Over 100,000 ChatGPT credentials were discovered on dark web marketplaces, according to research from Group-IB, a Singapore-based cybersecurity pioneer.
The most widely used website at the moment is ChatGPT. Due to its super-intelligent capabilities, millions of individuals all around the world are registering for it. It appears that hundreds of ChatGPT accounts have just been compromised, with India topping the list.
Over 100,000 OpenAI ChatGPT credentials were discovered on dark web marketplaces between June 2022 and May 2023, according to recent research. A leader in cybersecurity named Group-IB, based in Singapore, discovered 1,01,134 machines with stolen ChatGPT credentials.
According to a research by Group-IB's Threat Intelligence team, Asia Pacific experienced the highest rate of information theft from ChatGPT accounts, with 40.5% between June 2022 and May 2023. With 24,925 and 16,951 cases, respectively, the Middle East and Africa, and Europe occupied the second and third positions.
India led the list of nations with the most compromised ChatGPT credentials (12,632), followed by Pakistan (9217) and Brazil (6,531). The country with the fewest incidents was Bangladesh (2,463).

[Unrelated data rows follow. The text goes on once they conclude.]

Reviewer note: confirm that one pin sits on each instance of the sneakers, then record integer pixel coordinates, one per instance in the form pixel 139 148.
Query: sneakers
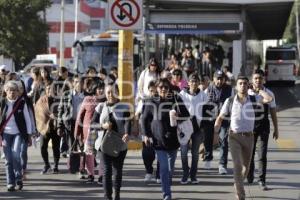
pixel 20 185
pixel 100 180
pixel 222 170
pixel 24 175
pixel 55 170
pixel 262 185
pixel 90 179
pixel 167 197
pixel 64 154
pixel 10 188
pixel 194 181
pixel 207 164
pixel 184 181
pixel 81 175
pixel 148 178
pixel 46 169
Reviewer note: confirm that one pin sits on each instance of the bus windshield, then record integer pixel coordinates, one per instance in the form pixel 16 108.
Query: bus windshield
pixel 281 55
pixel 98 54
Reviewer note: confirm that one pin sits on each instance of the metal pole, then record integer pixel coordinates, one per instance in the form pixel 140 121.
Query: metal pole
pixel 147 37
pixel 244 42
pixel 76 20
pixel 62 26
pixel 297 28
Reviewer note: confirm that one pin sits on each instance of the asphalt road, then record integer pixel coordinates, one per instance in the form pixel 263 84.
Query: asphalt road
pixel 283 170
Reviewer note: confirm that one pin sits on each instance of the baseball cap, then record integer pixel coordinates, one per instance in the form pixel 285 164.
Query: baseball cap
pixel 3 67
pixel 194 77
pixel 219 74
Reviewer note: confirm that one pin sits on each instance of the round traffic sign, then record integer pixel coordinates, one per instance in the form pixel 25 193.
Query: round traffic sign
pixel 125 13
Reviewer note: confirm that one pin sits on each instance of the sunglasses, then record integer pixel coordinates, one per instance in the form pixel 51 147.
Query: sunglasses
pixel 164 86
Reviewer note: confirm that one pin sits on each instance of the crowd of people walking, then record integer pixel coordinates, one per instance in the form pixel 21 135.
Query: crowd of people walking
pixel 180 107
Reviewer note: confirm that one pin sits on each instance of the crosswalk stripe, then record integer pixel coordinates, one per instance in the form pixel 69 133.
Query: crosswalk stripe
pixel 286 143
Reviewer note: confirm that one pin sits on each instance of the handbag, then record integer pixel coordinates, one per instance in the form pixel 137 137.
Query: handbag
pixel 185 131
pixel 18 103
pixel 73 163
pixel 112 144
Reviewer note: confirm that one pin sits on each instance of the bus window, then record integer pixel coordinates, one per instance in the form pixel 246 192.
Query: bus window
pixel 281 55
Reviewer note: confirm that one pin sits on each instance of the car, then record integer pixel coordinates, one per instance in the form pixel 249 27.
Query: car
pixel 281 64
pixel 48 64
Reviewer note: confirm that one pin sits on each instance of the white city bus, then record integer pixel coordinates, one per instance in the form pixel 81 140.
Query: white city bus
pixel 101 51
pixel 281 64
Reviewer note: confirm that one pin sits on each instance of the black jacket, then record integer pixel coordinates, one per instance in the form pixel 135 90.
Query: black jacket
pixel 19 116
pixel 155 121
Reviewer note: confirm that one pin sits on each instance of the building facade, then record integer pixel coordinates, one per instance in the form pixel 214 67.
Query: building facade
pixel 91 19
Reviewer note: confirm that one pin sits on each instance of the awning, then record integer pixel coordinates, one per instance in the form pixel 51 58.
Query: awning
pixel 267 18
pixel 194 28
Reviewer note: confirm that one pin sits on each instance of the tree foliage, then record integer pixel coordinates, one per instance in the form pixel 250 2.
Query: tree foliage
pixel 23 30
pixel 290 33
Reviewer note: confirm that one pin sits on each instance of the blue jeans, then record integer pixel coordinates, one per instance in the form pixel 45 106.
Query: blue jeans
pixel 197 139
pixel 12 151
pixel 24 156
pixel 166 161
pixel 223 141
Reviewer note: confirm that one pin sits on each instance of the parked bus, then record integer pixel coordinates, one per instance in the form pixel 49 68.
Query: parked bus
pixel 101 51
pixel 281 64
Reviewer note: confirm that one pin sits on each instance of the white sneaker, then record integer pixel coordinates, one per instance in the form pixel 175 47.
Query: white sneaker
pixel 148 178
pixel 207 165
pixel 222 170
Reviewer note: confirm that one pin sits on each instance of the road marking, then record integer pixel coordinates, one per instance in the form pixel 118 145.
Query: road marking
pixel 286 143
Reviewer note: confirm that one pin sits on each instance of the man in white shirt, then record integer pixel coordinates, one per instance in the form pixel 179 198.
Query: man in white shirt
pixel 262 130
pixel 240 110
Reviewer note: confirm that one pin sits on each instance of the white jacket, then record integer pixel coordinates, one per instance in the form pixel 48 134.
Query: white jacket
pixel 194 103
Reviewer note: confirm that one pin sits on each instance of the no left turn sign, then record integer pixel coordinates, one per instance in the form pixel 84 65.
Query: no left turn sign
pixel 125 14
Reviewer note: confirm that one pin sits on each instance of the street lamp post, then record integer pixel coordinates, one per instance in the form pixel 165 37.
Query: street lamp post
pixel 62 27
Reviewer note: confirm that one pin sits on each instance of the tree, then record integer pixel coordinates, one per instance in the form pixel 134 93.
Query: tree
pixel 290 33
pixel 23 31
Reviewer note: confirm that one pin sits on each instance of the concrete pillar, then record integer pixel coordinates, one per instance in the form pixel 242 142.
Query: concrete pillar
pixel 147 39
pixel 244 41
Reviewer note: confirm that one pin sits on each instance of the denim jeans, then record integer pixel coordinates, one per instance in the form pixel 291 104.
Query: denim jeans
pixel 208 140
pixel 166 161
pixel 24 155
pixel 197 139
pixel 223 141
pixel 12 151
pixel 261 141
pixel 112 164
pixel 148 154
pixel 44 141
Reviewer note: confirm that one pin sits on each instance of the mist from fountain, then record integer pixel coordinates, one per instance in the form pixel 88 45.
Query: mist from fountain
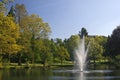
pixel 80 55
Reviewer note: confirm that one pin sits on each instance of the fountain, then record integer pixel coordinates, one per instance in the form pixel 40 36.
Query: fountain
pixel 81 55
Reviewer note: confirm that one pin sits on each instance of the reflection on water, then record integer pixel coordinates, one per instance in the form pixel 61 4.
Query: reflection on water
pixel 80 76
pixel 59 74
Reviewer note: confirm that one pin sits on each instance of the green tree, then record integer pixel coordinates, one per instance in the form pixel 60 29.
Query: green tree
pixel 9 34
pixel 113 43
pixel 97 48
pixel 62 54
pixel 43 51
pixel 4 4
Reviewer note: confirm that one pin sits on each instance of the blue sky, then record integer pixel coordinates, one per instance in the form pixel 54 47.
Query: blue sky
pixel 67 17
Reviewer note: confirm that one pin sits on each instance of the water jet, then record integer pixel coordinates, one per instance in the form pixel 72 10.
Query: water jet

The exposed credentials were discovered by the company's threat intelligence platform in the logs of information-stealing malware that was sold on dark web markets over the previous year. In May 2023, there were 26,802 logs with hacked ChatGPT accounts. According to the company's research, the Asia-Pacific area was home to the majority of the ChatGPT credentials that were for sale on the dark web.
Professionals have been using ChatGPT to improve their productivity, software development, and even business communications for the past few months. The chatbot keeps a record of all user inquiries and AI responses. As a result, any illegal access could possibly endanger sensitive data. Later, companies and their personnel may be the target of this sensitive information. According to the most recent Group-IB research, ChatGPT is extremely well-liked among dark web communities.
What is malware that steals information?
Info stealers are a sort of malware that collects data recorded in browsers, including cookies, browsing history, bank card information, information about cryptocurrency wallets, etc. They gather this data from installed browsers on infected machines and later give it to the virus operator.
Along with other sensitive information from a victim's device, the information thieves can also mine data from emails and instant messengers. This type of malware uses phishing or other methods to infect as many machines as possible simultaneously in order to collect data.
Due to their success, info-stealers, according to Group-IB, have grown to be a significant instrument for collecting personal information. Later, in dark web marketplaces, the logs containing the information that information thieves stole are traded. The IP addresses of the infected hosts are also included in the logs that are made available in such marketplaces.